Friday, February 17, 2017

Spinning Wheels

A popular post from October 2009

By Julie Wright

Madeleine L'Engle quoted someone who'd said her success hadn't affected her, and then said, "Hasn't it? Of course it has. It's made me free to go out and meet people without tangling in the pride which is an inevitable part of the sense of failure."

I get tangled in pride every now and again, but not the way you'd imagine. I don't sit there thinking of how amazing I am, or better than anyone else I am, simply because I have a few books published. My pride entangles me when I'm not accomplishing what I want--when I am failing.

I see other people accomplishing, achieving, reaching, and feel that inevitable bruising of pride--that sense of failure because I am mired in my own mediocrity. I don't feel like I'm moving forward.

Things sit too long, freezing under me and I start spinning my wheels on the ice; I sometimes take a step or two back instead of forward. Those steps back affect me a great deal more than any success. I withdraw into myself--feeling less worthy. I find myself unable to cheer anyone else on their journey because I am so centered on my own self--which makes me selfish.

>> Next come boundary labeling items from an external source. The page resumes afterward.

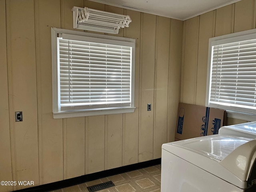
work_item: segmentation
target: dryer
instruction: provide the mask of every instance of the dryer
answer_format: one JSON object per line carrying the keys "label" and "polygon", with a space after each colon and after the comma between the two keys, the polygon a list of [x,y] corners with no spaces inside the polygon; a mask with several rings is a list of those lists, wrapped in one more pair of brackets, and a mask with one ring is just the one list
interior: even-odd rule
{"label": "dryer", "polygon": [[162,192],[256,191],[256,122],[162,146]]}

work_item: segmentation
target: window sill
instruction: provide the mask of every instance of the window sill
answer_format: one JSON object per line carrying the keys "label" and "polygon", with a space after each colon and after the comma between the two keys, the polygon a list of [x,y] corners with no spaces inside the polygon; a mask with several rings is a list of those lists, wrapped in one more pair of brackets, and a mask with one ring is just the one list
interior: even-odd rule
{"label": "window sill", "polygon": [[62,119],[73,117],[133,113],[134,112],[136,108],[135,107],[129,107],[53,112],[53,118]]}
{"label": "window sill", "polygon": [[227,110],[227,116],[230,118],[240,119],[248,121],[255,121],[256,120],[256,115],[249,113],[237,112]]}

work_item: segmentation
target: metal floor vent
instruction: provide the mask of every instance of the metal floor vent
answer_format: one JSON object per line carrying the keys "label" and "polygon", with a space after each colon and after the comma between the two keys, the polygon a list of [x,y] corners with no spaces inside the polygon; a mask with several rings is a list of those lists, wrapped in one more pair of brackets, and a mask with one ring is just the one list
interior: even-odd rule
{"label": "metal floor vent", "polygon": [[107,181],[104,183],[100,183],[97,185],[92,185],[87,187],[87,189],[89,192],[94,192],[94,191],[98,191],[102,189],[108,188],[109,187],[114,186],[115,184],[111,181]]}

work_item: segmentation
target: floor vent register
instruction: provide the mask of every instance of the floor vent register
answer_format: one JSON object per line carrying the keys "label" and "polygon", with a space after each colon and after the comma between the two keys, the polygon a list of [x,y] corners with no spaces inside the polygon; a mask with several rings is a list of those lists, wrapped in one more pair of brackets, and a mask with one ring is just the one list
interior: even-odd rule
{"label": "floor vent register", "polygon": [[89,192],[94,192],[102,189],[108,188],[109,187],[114,186],[115,184],[111,181],[107,181],[104,183],[100,183],[96,185],[92,185],[87,187]]}

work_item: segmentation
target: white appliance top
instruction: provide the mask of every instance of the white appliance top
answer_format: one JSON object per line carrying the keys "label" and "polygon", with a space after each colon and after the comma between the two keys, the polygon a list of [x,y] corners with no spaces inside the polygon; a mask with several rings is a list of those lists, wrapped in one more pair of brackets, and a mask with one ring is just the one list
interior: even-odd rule
{"label": "white appliance top", "polygon": [[220,134],[225,134],[256,138],[256,121],[224,126],[220,128],[218,133]]}
{"label": "white appliance top", "polygon": [[194,151],[218,162],[223,160],[238,147],[252,139],[230,136],[199,138],[173,145]]}
{"label": "white appliance top", "polygon": [[256,158],[256,140],[228,135],[172,142],[162,148],[242,189]]}

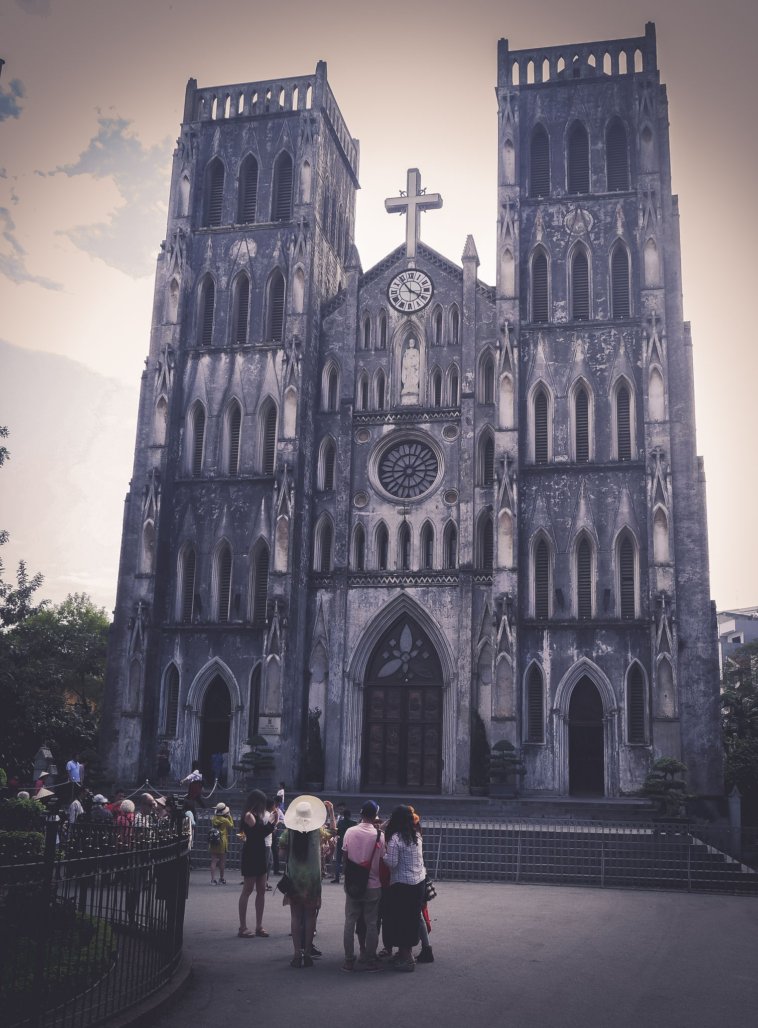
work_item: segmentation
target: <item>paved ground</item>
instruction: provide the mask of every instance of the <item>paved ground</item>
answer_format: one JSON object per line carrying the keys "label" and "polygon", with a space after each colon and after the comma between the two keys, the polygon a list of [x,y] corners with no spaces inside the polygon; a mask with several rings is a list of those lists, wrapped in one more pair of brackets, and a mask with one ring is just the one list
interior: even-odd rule
{"label": "paved ground", "polygon": [[355,1023],[359,1012],[361,1025],[416,1028],[474,1020],[513,1028],[758,1023],[756,900],[441,882],[430,904],[435,962],[412,975],[388,968],[363,978],[339,969],[341,887],[324,883],[323,958],[294,970],[279,893],[268,893],[263,919],[270,938],[238,939],[240,879],[232,873],[233,884],[214,888],[207,876],[193,873],[187,904],[193,983],[158,1028],[253,1019],[331,1026]]}

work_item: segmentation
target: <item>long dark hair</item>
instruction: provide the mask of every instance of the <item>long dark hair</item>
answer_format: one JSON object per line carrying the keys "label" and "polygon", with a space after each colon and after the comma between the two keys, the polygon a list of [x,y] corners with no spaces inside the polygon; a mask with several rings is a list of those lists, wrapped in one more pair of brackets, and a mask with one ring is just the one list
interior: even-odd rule
{"label": "long dark hair", "polygon": [[256,807],[260,807],[261,803],[265,806],[265,793],[261,793],[259,788],[254,788],[245,801],[245,806],[242,808],[242,816],[240,817],[241,832],[245,831],[245,817],[247,814],[255,810]]}
{"label": "long dark hair", "polygon": [[394,835],[399,835],[406,846],[419,845],[419,834],[413,823],[413,813],[410,807],[402,803],[392,811],[385,829],[385,839],[389,842]]}

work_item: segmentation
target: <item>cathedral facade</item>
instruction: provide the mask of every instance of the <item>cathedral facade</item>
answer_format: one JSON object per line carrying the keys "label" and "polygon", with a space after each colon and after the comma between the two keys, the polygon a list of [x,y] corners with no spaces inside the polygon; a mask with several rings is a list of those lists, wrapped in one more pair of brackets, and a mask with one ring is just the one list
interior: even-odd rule
{"label": "cathedral facade", "polygon": [[471,236],[460,262],[421,241],[442,199],[417,169],[386,203],[405,242],[362,269],[323,63],[190,79],[109,646],[119,780],[163,741],[210,774],[262,734],[302,783],[318,722],[333,791],[468,794],[485,735],[528,795],[634,794],[660,756],[722,795],[654,27],[501,40],[497,95],[489,286]]}

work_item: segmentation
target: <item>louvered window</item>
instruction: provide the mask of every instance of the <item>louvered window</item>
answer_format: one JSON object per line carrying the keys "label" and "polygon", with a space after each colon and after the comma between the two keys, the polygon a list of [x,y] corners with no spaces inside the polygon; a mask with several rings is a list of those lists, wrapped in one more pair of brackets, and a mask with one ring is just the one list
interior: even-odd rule
{"label": "louvered window", "polygon": [[208,177],[208,214],[206,225],[221,224],[221,213],[224,197],[224,166],[220,160],[214,160]]}
{"label": "louvered window", "polygon": [[625,247],[617,246],[611,257],[611,315],[628,318],[629,314],[629,255]]}
{"label": "louvered window", "polygon": [[534,398],[534,460],[535,464],[547,464],[547,396],[538,390]]}
{"label": "louvered window", "polygon": [[361,525],[355,530],[354,537],[355,568],[358,572],[366,567],[366,534]]}
{"label": "louvered window", "polygon": [[547,257],[538,250],[532,260],[532,321],[542,324],[547,315]]}
{"label": "louvered window", "polygon": [[479,566],[484,571],[492,571],[494,563],[495,547],[493,542],[493,519],[483,517],[479,522],[481,540],[479,543]]}
{"label": "louvered window", "polygon": [[192,423],[192,476],[203,474],[203,444],[206,438],[206,412],[202,407],[195,407]]}
{"label": "louvered window", "polygon": [[172,664],[166,674],[166,735],[176,735],[179,721],[179,668]]}
{"label": "louvered window", "polygon": [[251,225],[255,221],[255,211],[258,206],[258,162],[255,157],[248,157],[242,176],[242,204],[240,221],[243,225]]}
{"label": "louvered window", "polygon": [[637,614],[635,602],[635,547],[625,537],[618,548],[618,578],[621,592],[621,617],[634,618]]}
{"label": "louvered window", "polygon": [[589,397],[583,389],[577,390],[574,401],[574,431],[577,463],[586,464],[589,461]]}
{"label": "louvered window", "polygon": [[539,668],[533,666],[527,684],[527,738],[530,742],[544,740],[542,705],[542,675]]}
{"label": "louvered window", "polygon": [[492,485],[495,481],[495,440],[488,434],[481,452],[481,484]]}
{"label": "louvered window", "polygon": [[534,616],[550,617],[550,551],[544,539],[534,551]]}
{"label": "louvered window", "polygon": [[550,144],[547,133],[539,127],[532,136],[530,147],[531,179],[530,193],[532,196],[550,195]]}
{"label": "louvered window", "polygon": [[188,625],[194,613],[194,550],[189,547],[184,552],[182,576],[182,621]]}
{"label": "louvered window", "polygon": [[201,342],[204,346],[210,346],[213,342],[213,308],[216,303],[216,285],[213,279],[206,279],[203,287],[203,328],[201,331]]}
{"label": "louvered window", "polygon": [[273,475],[277,457],[277,408],[270,404],[263,418],[263,474]]}
{"label": "louvered window", "polygon": [[229,475],[236,478],[240,470],[240,428],[242,411],[234,404],[229,414]]}
{"label": "louvered window", "polygon": [[592,617],[592,548],[582,539],[576,548],[576,597],[580,618]]}
{"label": "louvered window", "polygon": [[387,571],[388,551],[390,548],[390,537],[384,526],[376,533],[376,562],[380,571]]}
{"label": "louvered window", "polygon": [[400,568],[410,571],[410,529],[407,525],[400,529]]}
{"label": "louvered window", "polygon": [[229,620],[229,599],[231,594],[231,553],[224,546],[218,558],[218,620],[225,624]]}
{"label": "louvered window", "polygon": [[255,558],[253,578],[253,621],[263,624],[268,603],[268,549],[261,546]]}
{"label": "louvered window", "polygon": [[571,301],[574,321],[589,320],[589,262],[580,247],[571,262]]}
{"label": "louvered window", "polygon": [[283,153],[277,162],[274,199],[274,220],[290,221],[292,218],[292,158]]}
{"label": "louvered window", "polygon": [[334,488],[334,447],[327,443],[324,450],[324,489],[331,492]]}
{"label": "louvered window", "polygon": [[321,563],[319,565],[323,575],[331,572],[331,521],[325,520],[321,526]]}
{"label": "louvered window", "polygon": [[275,271],[268,284],[268,339],[281,342],[284,337],[284,277]]}
{"label": "louvered window", "polygon": [[569,133],[569,192],[589,192],[589,137],[579,122]]}
{"label": "louvered window", "polygon": [[248,341],[248,318],[250,317],[250,282],[244,274],[237,285],[237,331],[236,342]]}
{"label": "louvered window", "polygon": [[606,136],[606,173],[608,191],[621,192],[629,188],[626,130],[621,121],[613,121]]}
{"label": "louvered window", "polygon": [[616,393],[616,440],[618,443],[618,460],[631,460],[631,420],[630,397],[625,386]]}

This is what happens when I spin my wheels. I become selfish.

The only way to end the cycle is to find some traction, create enough friction, and start moving again. This doesn't always mean getting the agent, the contract, the movie deal. Sometimes finding traction just means to submit another manuscript, to write another word, to DO something--anything that moves you forward.

When moving forward, I find myself better able to step *outside* myself and encourage others to reach for their dreams as well. It allows me to be a better friend, a better mentor--a better person. When I feel like I am succeeding in even the smallest measure, that measure allows me to dream bigger, climb higher, take another step forward--which leads to another step . . . which leads . . .

5 comments:

Anonymous said...

Brilliant thinking, Julie. I love that motion keeps you mindful of others too, not just only on improving yourself. =]

Heather Moore said...

This is so true for me! Very well put.

Annette Lyon said...

Beautifully put. I can relate in so many ways.

Kimberly Vanderhorst said...

Oh how this resonates with me. I am a wheel spinner by nature and I'm starting to realize that it most often happens when I'm driving in the wrong direction in the first place...

Heather Justesen said...

Absolutely! The important thing is to keep moving forward, even if the only results we're seeing is the word count going up.